Eredoctor Houben over De Uithof

'De campus is het uithangbord van een universiteit'

Francine Houben en enkele door haar - of door haar bureau - ontworpen gebouwen en park, foto's Mecanoo

Blij verrast was Francine Houben toen ze hoorde dat zij een van de vier uitverkorenen is die deze Dies een eredoctoraat krijgt van de Universiteit Utrecht. “Het is echt een hele eer en ik begrijp dat het bijzonder is dat ik voorgedragen ben, omdat dit meestal is weggelegd voor buitenlandse academici”, vertelt ze via Skype. Ze zit in New York waar ze werkt aan het ontwerp voor de renovatie en verbouwing van de beroemde Public Library aan 5th Avenue en de Mid-Manhattan Library, de grootste uitleenbibliotheek van de stad.

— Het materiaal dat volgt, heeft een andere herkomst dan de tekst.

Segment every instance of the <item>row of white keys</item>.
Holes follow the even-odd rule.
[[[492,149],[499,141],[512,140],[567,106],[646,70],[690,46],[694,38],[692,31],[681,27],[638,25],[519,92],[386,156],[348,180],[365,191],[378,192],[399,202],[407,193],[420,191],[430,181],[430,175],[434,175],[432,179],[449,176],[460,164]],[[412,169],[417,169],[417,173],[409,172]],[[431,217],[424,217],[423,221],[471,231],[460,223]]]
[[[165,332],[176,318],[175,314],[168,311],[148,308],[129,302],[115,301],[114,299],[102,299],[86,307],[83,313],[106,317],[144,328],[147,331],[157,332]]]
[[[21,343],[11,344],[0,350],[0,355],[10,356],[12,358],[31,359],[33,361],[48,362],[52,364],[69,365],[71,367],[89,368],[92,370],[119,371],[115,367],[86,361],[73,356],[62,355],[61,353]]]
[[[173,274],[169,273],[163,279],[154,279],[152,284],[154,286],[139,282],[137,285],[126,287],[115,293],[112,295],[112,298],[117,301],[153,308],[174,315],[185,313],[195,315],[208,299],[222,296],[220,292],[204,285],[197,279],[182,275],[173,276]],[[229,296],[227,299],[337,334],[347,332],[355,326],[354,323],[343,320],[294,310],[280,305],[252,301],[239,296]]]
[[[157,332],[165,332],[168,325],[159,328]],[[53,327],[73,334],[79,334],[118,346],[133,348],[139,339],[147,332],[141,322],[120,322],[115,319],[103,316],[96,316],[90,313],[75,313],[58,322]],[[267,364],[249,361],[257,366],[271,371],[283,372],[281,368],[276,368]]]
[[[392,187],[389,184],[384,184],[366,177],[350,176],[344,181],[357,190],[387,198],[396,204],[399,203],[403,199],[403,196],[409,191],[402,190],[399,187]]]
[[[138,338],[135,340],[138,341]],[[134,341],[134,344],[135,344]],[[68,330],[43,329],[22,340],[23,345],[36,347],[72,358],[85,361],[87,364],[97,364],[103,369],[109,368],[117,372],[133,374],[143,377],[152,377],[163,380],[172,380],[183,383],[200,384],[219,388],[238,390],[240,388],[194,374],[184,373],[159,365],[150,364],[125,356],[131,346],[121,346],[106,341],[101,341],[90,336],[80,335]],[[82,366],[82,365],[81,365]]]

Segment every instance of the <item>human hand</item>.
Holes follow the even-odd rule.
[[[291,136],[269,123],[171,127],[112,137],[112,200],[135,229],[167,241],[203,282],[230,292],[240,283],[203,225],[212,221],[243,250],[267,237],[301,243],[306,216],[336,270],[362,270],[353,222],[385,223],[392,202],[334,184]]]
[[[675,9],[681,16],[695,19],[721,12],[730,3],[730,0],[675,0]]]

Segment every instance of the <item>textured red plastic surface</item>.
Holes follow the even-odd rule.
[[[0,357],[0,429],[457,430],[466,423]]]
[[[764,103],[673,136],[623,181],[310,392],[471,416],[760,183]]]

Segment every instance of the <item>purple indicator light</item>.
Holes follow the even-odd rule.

Na het Utrechtse nieuws ging Francine Houben die met haar bureau Mecanoo veel voor universiteiten heeft gewerkt en twee gebouwen in De Uithof heeft ontworpen, naar de universiteit om kennis te maken. “Ik wilde graag weten wat de Universiteit Utrecht precies doet, want zelf heb ik in Delft gestudeerd. Ik pakte op Utrecht Centraal de fiets naar De Uithof.”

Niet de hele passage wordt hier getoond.